Here's a very interesting What If? that explores the possibilities of the Analytical Engine, had it been built.

Now, I understand that a lot of the ideas that Babbage mentions are marketing materials. He was, after all, trying to generate money to build the thing. Still, taking a bit of a plunge down the rabbit hole, this article has some thoughtful turns and twists that would have made our world a very different place. I particularly like the ideas of British banks using them and the telegraph connected machines talking to each other.

So let's take a look at the alternate early 20th century:

  • Arcades with Analytical Checkers, Chess, Tic-Tac-Toe and possibly Hearts.
  • Speaking of arcades, what kind of games would fans of Jules Verne have made?
  • Speaking of Jules Verne, the analytical engine could have generated the tables needed for launching objects into orbit and much more.
  • Banks with computers to calculate investments, interest, etc. With the telegraph communication modem, we have automated trades in the commodities markets.
  • The 1901 World's Fair is Glasgow may have featured a music composing machine.
  • The Wright Brothers would not have spent years re-calculating Lilienthal's faulty data. Babbage himself would have already recalculated tables that used the Smeaton Coefficient. The wind tunnel may have come much earlier. Heck, maybe Lilienthal would have been successful with his gliders.
  • Speaking of the Wright Brothers, materials engineering would have progressed a bit by the time they were designing the engine for the flying machine. General Motors or other engine manufacturers of the time would have been able to build it instead of the brothers designing one with Charlie Taylor.
  • Wireless computing would involve radio frequencies. That gives new meaning to hacking. It would be done with a shortwave radio and an antenna interface to an analytical engine.

There are more possibilities than that, of course. The article in the link refers to just a few. Going into the far future, the plaster that allowed for "print on demand" could be modified to print objects instead of words. Just a thought.
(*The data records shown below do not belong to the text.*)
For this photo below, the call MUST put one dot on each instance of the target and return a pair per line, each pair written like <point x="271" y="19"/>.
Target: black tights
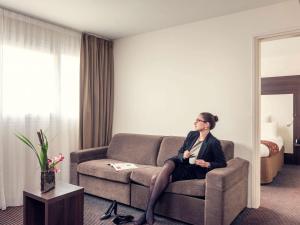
<point x="158" y="184"/>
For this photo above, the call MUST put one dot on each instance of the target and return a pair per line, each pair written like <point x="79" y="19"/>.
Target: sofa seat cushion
<point x="99" y="168"/>
<point x="195" y="187"/>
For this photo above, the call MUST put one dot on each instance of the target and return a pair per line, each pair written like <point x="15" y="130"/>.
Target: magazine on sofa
<point x="122" y="166"/>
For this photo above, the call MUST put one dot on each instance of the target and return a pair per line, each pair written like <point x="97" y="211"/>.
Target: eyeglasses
<point x="198" y="120"/>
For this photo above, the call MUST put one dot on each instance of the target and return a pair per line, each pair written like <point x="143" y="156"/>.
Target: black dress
<point x="210" y="151"/>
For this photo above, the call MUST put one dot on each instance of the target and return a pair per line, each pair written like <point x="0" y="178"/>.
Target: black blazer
<point x="211" y="150"/>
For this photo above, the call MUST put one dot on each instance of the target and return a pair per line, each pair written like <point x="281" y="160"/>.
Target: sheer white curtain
<point x="39" y="89"/>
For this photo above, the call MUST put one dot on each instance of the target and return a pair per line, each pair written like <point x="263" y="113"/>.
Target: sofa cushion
<point x="134" y="148"/>
<point x="171" y="144"/>
<point x="195" y="187"/>
<point x="99" y="168"/>
<point x="168" y="148"/>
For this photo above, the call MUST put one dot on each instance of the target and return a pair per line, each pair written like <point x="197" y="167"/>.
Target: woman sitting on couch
<point x="200" y="153"/>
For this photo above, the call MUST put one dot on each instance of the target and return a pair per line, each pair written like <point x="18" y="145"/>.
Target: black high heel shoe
<point x="111" y="208"/>
<point x="123" y="219"/>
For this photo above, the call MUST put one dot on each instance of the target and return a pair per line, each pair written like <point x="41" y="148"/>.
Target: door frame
<point x="256" y="187"/>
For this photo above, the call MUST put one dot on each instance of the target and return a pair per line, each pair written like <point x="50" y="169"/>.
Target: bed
<point x="271" y="152"/>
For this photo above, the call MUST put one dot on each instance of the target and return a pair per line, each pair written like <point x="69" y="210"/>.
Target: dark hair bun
<point x="216" y="118"/>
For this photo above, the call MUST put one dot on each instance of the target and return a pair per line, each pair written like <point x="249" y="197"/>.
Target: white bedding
<point x="264" y="151"/>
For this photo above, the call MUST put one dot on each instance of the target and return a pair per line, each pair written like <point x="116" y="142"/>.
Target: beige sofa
<point x="217" y="200"/>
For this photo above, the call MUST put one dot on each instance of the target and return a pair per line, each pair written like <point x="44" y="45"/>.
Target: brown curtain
<point x="96" y="91"/>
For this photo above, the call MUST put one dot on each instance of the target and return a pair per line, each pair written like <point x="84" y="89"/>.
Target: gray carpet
<point x="280" y="205"/>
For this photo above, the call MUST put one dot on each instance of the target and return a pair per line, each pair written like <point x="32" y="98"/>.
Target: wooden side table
<point x="61" y="206"/>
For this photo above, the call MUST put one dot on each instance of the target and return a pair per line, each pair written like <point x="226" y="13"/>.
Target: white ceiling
<point x="119" y="18"/>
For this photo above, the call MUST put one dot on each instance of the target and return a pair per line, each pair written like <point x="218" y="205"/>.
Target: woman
<point x="200" y="153"/>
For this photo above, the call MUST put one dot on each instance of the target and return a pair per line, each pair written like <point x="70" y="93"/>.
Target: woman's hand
<point x="202" y="163"/>
<point x="186" y="154"/>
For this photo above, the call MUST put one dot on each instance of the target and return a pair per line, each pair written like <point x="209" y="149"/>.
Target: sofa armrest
<point x="80" y="156"/>
<point x="226" y="192"/>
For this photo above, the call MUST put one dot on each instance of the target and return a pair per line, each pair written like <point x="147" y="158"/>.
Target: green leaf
<point x="27" y="142"/>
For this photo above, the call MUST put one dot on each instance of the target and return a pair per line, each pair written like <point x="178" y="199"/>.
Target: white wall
<point x="163" y="79"/>
<point x="280" y="57"/>
<point x="270" y="105"/>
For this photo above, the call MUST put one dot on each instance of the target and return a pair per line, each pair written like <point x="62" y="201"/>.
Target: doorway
<point x="287" y="124"/>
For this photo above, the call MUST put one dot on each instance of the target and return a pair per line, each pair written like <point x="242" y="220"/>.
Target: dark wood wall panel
<point x="286" y="85"/>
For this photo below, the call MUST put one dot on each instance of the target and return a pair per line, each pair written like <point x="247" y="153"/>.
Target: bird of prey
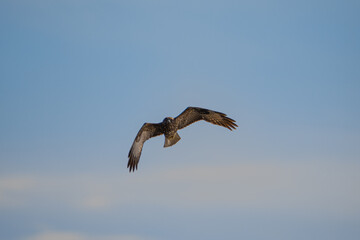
<point x="169" y="127"/>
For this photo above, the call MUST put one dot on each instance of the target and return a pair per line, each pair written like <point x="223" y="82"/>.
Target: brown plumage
<point x="169" y="127"/>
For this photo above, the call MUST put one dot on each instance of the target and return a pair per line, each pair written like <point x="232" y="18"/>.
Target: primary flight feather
<point x="169" y="127"/>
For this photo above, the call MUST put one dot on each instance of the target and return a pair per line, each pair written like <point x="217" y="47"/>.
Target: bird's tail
<point x="169" y="141"/>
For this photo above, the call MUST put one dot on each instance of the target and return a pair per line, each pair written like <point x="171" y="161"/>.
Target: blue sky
<point x="79" y="78"/>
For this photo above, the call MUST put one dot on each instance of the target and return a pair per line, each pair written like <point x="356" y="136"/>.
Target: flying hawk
<point x="169" y="127"/>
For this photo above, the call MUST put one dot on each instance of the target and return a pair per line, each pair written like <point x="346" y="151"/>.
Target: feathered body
<point x="169" y="127"/>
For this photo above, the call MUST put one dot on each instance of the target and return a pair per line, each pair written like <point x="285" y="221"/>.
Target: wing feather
<point x="148" y="130"/>
<point x="194" y="114"/>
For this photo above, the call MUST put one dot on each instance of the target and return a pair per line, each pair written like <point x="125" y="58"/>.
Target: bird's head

This kind of what if in RPGs is nothing new at all. There is Space 1889 and a host of other so-called steampunk that build on it. Somehow, though, this article struck a chord of interest. One reason is that the progress of the analytical machine would have spurred the fabrication of new materials. Another is that it would be likely that the integrated circuit would not have been developed. At the end of the article, the author mentions the lack of a telephone and based on the idea of analytical engine connected by telegraph, that makes sense. I'm also intrigued by the potential lack of a keyboard.

What say you? Good article? Old news?